Data parsing and spreadsheet populating tools are stored in src/tools. If you would like to use any of the tools in this directory, the following steps must be taken to ensure Firebase access.

  1. Navigate to the Firebase website
  2. Click on the project made in Firebase Setup
  3. Click on Project settings --> service accounts. Generate a new Node.js private key.
  4. Put that private key in src/tools/service-account-credentials.json
  5. cd src/tools
  6. npm install

populateGoogleSheets.js

This tool allows you to sync the feedback received from your website to a Google Spreadsheet of your choosing.

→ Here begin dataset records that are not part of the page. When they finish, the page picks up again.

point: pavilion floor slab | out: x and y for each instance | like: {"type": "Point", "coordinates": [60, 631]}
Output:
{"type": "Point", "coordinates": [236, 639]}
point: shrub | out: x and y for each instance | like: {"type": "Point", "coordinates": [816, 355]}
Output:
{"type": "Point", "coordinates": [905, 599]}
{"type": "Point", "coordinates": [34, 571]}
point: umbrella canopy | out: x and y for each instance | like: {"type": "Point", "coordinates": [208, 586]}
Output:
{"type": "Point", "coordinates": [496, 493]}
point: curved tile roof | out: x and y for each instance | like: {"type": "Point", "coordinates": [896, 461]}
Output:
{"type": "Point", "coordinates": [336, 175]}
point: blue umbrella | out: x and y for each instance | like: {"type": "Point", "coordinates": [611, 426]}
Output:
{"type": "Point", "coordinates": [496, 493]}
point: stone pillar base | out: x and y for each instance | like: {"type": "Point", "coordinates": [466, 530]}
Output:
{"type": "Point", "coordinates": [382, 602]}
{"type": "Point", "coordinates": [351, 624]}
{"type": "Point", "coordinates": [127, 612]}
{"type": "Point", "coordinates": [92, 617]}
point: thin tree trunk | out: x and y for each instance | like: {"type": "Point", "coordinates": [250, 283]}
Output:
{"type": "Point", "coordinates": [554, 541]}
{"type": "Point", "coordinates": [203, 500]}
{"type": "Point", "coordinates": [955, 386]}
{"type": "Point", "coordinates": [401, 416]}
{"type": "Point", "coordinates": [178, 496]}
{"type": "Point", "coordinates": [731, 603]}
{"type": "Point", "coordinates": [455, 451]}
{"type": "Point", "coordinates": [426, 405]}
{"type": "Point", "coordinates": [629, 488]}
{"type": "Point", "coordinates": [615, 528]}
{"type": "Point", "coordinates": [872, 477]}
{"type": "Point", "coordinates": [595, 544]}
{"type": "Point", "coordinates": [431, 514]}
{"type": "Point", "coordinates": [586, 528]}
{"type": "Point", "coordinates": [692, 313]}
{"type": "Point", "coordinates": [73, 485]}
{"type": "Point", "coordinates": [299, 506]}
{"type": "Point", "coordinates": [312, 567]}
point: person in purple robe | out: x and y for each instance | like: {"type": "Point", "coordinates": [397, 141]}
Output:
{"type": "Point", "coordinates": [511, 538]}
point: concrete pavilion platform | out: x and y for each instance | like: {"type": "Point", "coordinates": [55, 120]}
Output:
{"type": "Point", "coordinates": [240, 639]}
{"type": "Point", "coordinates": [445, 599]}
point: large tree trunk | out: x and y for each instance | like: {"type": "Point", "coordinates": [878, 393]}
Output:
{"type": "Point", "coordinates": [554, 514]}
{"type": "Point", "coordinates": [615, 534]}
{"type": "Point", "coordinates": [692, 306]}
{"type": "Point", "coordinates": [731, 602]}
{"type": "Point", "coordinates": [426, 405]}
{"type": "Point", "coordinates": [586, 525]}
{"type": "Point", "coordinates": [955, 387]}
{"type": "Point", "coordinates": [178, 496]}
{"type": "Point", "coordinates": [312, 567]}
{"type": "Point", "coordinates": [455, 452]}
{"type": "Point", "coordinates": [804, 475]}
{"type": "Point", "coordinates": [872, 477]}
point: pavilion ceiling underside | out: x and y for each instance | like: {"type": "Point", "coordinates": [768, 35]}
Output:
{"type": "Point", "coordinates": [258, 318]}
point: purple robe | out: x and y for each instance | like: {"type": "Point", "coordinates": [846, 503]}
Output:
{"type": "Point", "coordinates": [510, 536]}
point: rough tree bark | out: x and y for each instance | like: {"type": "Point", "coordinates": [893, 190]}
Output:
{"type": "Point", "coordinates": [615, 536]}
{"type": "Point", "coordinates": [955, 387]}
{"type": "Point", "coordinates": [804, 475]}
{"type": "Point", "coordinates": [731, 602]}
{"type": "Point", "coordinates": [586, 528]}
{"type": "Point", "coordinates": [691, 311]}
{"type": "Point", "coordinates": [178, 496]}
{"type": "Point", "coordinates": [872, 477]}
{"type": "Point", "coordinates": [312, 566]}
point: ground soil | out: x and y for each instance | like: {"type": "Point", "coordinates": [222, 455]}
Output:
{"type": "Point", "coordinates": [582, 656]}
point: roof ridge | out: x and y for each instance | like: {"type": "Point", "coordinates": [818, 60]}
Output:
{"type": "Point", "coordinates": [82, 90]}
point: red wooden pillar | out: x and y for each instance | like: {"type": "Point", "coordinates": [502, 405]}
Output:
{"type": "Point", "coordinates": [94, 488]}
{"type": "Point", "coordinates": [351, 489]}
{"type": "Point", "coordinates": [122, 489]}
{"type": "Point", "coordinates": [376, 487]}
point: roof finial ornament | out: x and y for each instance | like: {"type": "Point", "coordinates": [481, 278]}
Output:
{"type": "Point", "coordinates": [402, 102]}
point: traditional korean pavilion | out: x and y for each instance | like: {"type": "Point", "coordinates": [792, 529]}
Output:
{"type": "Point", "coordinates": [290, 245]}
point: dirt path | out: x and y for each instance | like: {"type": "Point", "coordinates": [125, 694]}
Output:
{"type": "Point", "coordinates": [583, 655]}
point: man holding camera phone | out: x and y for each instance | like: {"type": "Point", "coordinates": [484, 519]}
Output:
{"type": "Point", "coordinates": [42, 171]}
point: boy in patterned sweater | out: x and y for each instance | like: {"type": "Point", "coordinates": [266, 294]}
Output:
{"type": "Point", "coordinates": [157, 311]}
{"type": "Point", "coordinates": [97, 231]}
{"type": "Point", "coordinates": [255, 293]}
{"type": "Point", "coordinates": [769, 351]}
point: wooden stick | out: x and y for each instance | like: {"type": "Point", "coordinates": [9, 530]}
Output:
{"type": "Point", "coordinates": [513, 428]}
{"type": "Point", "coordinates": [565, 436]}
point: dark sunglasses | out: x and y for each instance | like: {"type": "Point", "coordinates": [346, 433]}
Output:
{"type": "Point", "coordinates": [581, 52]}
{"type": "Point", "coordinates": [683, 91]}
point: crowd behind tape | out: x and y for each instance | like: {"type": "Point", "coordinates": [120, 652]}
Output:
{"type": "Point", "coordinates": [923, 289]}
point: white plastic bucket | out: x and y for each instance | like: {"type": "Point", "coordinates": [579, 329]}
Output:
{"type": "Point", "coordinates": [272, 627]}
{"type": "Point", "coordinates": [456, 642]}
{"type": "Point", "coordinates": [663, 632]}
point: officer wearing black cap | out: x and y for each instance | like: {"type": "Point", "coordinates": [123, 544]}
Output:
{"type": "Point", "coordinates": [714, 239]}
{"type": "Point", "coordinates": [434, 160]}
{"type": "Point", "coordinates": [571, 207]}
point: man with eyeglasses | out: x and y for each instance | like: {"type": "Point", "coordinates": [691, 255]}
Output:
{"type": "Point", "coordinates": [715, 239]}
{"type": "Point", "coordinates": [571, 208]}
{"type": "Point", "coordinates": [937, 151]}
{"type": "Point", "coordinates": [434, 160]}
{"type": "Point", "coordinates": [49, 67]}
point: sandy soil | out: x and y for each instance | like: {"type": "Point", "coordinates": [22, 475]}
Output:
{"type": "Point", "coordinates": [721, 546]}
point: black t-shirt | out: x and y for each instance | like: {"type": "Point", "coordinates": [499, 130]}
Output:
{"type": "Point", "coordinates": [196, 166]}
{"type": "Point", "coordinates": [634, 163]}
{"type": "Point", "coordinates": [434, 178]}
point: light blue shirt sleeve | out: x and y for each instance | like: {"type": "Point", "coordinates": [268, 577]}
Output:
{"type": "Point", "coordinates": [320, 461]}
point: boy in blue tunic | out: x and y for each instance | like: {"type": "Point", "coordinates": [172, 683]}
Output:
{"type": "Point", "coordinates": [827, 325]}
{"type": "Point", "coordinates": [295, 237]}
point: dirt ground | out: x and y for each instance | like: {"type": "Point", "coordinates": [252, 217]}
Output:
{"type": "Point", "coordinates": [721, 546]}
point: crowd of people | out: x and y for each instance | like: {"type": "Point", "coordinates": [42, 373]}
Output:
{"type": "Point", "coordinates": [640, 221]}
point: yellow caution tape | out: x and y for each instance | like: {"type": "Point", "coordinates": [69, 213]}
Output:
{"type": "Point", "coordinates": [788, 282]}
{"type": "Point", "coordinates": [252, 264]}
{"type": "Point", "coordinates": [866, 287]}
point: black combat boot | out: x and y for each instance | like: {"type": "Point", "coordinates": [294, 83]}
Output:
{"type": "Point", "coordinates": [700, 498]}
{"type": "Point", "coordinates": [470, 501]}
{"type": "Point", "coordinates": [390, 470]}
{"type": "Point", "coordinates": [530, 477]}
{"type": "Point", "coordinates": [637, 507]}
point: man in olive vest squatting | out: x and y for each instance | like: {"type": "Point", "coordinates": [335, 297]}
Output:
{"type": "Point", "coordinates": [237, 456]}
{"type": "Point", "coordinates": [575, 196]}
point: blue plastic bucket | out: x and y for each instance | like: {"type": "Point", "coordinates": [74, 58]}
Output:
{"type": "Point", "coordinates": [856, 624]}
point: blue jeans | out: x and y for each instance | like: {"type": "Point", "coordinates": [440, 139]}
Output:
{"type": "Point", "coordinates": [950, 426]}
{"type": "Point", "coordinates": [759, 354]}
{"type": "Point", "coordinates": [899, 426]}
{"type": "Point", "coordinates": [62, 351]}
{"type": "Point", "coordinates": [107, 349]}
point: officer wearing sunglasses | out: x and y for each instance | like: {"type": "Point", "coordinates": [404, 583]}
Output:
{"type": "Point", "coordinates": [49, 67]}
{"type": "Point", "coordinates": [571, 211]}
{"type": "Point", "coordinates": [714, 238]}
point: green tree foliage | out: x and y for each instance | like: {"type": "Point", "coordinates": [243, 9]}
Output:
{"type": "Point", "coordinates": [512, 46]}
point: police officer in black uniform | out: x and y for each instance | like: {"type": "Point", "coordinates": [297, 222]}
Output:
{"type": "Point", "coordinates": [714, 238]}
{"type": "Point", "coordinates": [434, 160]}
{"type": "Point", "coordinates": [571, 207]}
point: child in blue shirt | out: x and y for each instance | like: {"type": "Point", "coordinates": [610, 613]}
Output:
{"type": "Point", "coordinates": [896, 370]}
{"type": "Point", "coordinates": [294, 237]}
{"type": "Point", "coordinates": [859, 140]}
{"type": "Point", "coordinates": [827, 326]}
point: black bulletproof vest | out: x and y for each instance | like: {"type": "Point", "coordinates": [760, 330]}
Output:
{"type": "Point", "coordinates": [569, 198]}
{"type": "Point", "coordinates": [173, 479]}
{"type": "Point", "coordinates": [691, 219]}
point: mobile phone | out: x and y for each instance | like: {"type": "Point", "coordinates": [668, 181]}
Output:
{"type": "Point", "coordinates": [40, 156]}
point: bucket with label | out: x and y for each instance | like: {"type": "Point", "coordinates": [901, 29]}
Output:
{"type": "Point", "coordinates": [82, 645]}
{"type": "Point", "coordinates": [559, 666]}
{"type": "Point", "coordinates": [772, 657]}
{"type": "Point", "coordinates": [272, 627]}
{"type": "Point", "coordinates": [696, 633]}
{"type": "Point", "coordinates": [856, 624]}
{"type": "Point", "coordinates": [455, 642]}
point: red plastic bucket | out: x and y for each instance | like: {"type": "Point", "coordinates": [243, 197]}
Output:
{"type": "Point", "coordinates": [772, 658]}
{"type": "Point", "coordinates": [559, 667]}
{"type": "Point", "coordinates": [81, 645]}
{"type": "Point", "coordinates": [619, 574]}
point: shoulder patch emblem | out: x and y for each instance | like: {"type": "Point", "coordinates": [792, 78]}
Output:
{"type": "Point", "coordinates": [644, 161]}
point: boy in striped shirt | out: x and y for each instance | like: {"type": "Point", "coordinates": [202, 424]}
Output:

  1. Navigate to the Firebase website
  2. Click on the project made in Firebase Setup
  3. Click on Project settings --> service accounts
  4. Create another service account and save its private key to src/tools/sheets-service-account.json
  5. Copy the email address for the service account
  6. Share the target spreadsheet with that email address and give them editor access
  7. Create .env.local in src/tools and add this line SPREADSHEET_ID=YOUR_SPREADSHEET_ID_HERE
  8. If your school runs on a quarter system, you may change the first line in common/global-config.js to QUARTER

From the src/tools directory, node populateGoogleSheets.js

firebaseExportCSV.mjs

This tool requires no additional set up, and allows you to download a CSV of the Firebase collections.

./util

Contains common helper methods for the frontend React app.

Listeners

Mouse Logging

  • Size of screen is the size of the scrollable browser canvas
  • Wrap <Platform /> with the following in App.js
<ReactCursorPosition onPositionChanged={(data) => {
    if (DO_LOG_MOUSE_DATA) {
        this.firebase.mouseLog(data);
    }
}}>
    <Platform props_here/>
    <ReactCursorPosition/>
    }}>

Focus Logging

  • Records the times at which the user enters/leaves the tab
  • Uses efficient Firestore storage by partitioning data into collections
  • Turn off by editing config.js setting
DO_FOCUS_TRACKING = false;

Adding Listeners

  1. Install the React component for the listener.
  2. Wrap the Platform component with the listener. The listener must take a prop that is a function to log data that it receives.
  3. In /ProblemLogic/Firebase.js add a new function to log the new type of data. Create a new collection for this listener logs.
  4. Configure buffer size and granularity of logging

Content Sources

  • OATutor can support multiple content sources simultaneously, compartmentalizing courses, lessons, and problems of different topics
  • Currently, the oatutor content source is included in this repository as a git submodule to enable separate versioning
  • However, content sources can be copied in as entire folders as well and committed to this repository

Content Source Directory Structure

./content-pool

  • Each problem is contained in its own folder.
  • Problems can contain steps which are contained in their own sub-folder.
  • Steps can contain hints which are stored as pathways in the tutoring sub-folder.
  • All problems are pre-processed before being ingested by the frontend platform. All problems are accumulated in the generated/processed-content-pool/[source_name].json file prior to each run or build.

./bkt-params

  • bktParams.js: Contains the mastery, transit, slip, and guess probabilities for each skill. Used by the BKT model.

Meta / Tagging files

  • skillModel.json: This file contains all the problem to skill mappings. The format is as follows:
{
    problemID1a: ['skill1', 'skill2'],
    problemID1b: ['skill2', 'skill3'],
    // ...
}
  • coursePlans.json: This file contains all of the courses relating to this content source. Each course specified in this file is associated with multiple lessons. See the creating lesson plans section for more details.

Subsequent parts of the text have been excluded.